The Practical Lantern Test can only be conducted at the Victorian College of Optometry in Melbourne. The test is supposedly designed to simulate a PAPI. Many pilots however report this test as being more difficult to pass than the Signal Light Test and state that it does not in any way replicate a real-life PAPI. There is a strong argument that these two ‘practical’ tests do not reflect an ‘operational situation’ as recommended by the AAT and there is currently a further appeal underway to challenge these tests.

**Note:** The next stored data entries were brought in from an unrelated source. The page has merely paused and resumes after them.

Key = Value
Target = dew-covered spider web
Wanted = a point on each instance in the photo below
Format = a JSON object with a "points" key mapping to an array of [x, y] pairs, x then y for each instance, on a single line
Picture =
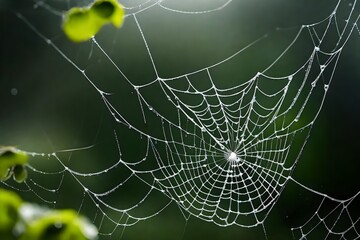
{"points": [[197, 109]]}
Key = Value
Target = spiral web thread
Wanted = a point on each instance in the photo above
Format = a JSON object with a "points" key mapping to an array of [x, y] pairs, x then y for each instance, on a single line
{"points": [[221, 154]]}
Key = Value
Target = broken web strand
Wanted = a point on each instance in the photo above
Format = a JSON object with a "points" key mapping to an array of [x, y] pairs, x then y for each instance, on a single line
{"points": [[216, 131]]}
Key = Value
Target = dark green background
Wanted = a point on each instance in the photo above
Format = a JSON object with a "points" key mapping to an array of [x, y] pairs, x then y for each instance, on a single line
{"points": [[56, 108]]}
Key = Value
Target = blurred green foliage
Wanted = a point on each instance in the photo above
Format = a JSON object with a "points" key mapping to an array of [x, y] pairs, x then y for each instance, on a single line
{"points": [[81, 24], [23, 221]]}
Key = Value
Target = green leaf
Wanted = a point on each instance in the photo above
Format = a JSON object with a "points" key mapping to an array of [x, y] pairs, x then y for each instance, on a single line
{"points": [[58, 225], [81, 24]]}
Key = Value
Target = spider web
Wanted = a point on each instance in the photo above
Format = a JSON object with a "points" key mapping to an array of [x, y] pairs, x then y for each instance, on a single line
{"points": [[218, 141]]}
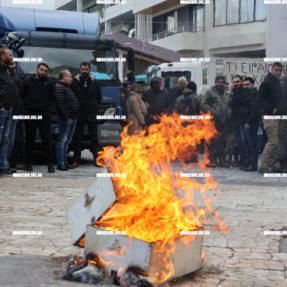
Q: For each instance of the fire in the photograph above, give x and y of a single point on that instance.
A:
(154, 202)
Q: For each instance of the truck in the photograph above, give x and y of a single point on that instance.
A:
(63, 40)
(204, 73)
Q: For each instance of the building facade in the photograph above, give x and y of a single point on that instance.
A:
(223, 28)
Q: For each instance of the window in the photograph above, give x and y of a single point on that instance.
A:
(199, 16)
(238, 11)
(232, 11)
(170, 22)
(246, 11)
(260, 11)
(220, 12)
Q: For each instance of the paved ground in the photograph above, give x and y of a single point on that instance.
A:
(250, 204)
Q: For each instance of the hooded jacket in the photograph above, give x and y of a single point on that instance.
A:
(217, 104)
(8, 90)
(67, 102)
(38, 95)
(89, 97)
(270, 95)
(188, 103)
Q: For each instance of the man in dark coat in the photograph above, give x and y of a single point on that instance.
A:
(8, 93)
(88, 92)
(157, 100)
(216, 100)
(250, 100)
(270, 98)
(38, 94)
(282, 144)
(67, 108)
(177, 92)
(239, 116)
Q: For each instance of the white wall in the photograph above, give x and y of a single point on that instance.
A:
(276, 40)
(38, 4)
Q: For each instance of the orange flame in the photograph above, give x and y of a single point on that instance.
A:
(154, 202)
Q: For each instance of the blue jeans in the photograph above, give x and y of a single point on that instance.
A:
(240, 137)
(18, 153)
(66, 132)
(252, 141)
(5, 123)
(12, 136)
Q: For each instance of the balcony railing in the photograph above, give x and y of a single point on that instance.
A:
(181, 29)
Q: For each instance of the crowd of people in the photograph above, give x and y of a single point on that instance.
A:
(249, 120)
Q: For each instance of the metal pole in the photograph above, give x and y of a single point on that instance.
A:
(80, 6)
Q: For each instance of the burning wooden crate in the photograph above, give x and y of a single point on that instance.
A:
(119, 252)
(90, 206)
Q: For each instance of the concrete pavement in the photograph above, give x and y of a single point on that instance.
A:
(250, 204)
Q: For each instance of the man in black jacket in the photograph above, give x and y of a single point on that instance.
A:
(8, 93)
(239, 115)
(157, 100)
(270, 97)
(252, 121)
(67, 107)
(88, 92)
(177, 91)
(38, 94)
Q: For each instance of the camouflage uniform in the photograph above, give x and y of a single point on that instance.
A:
(218, 105)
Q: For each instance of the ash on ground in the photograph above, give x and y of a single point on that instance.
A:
(87, 269)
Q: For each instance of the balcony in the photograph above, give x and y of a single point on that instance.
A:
(184, 39)
(164, 34)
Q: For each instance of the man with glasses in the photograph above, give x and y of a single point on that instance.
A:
(216, 100)
(38, 94)
(270, 98)
(252, 122)
(239, 105)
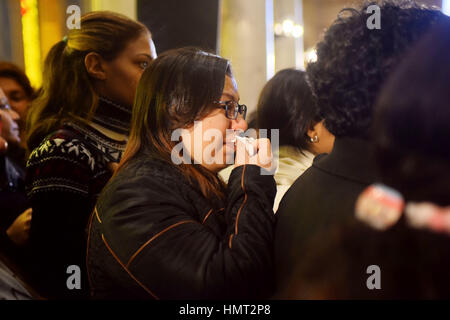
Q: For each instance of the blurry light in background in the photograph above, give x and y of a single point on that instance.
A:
(288, 29)
(288, 26)
(31, 41)
(311, 55)
(446, 7)
(278, 29)
(297, 31)
(270, 41)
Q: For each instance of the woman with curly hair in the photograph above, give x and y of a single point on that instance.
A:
(353, 63)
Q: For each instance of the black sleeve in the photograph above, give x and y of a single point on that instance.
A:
(184, 259)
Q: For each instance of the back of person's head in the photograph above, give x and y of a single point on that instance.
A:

If you fail any of these above tests, you will still be able to operate using full CPL privileges day or night, VFR or IFR. Effectively, this will allow you to fly any single pilot aircraft as pilot in command. It will also enable you to progress to the rank of an airline First Officer (as only a CPL is required to be a co-pilot). Your medical will have the following restrictions:
Not valid for ATPL operations
Holder does not fully meet the requirements of ICAO Convention Chapter 6 of Annex 1 (limits you to flying in Australian airspace only)
If you pass any of the above tests, you will be granted a full unrestricted class one medical!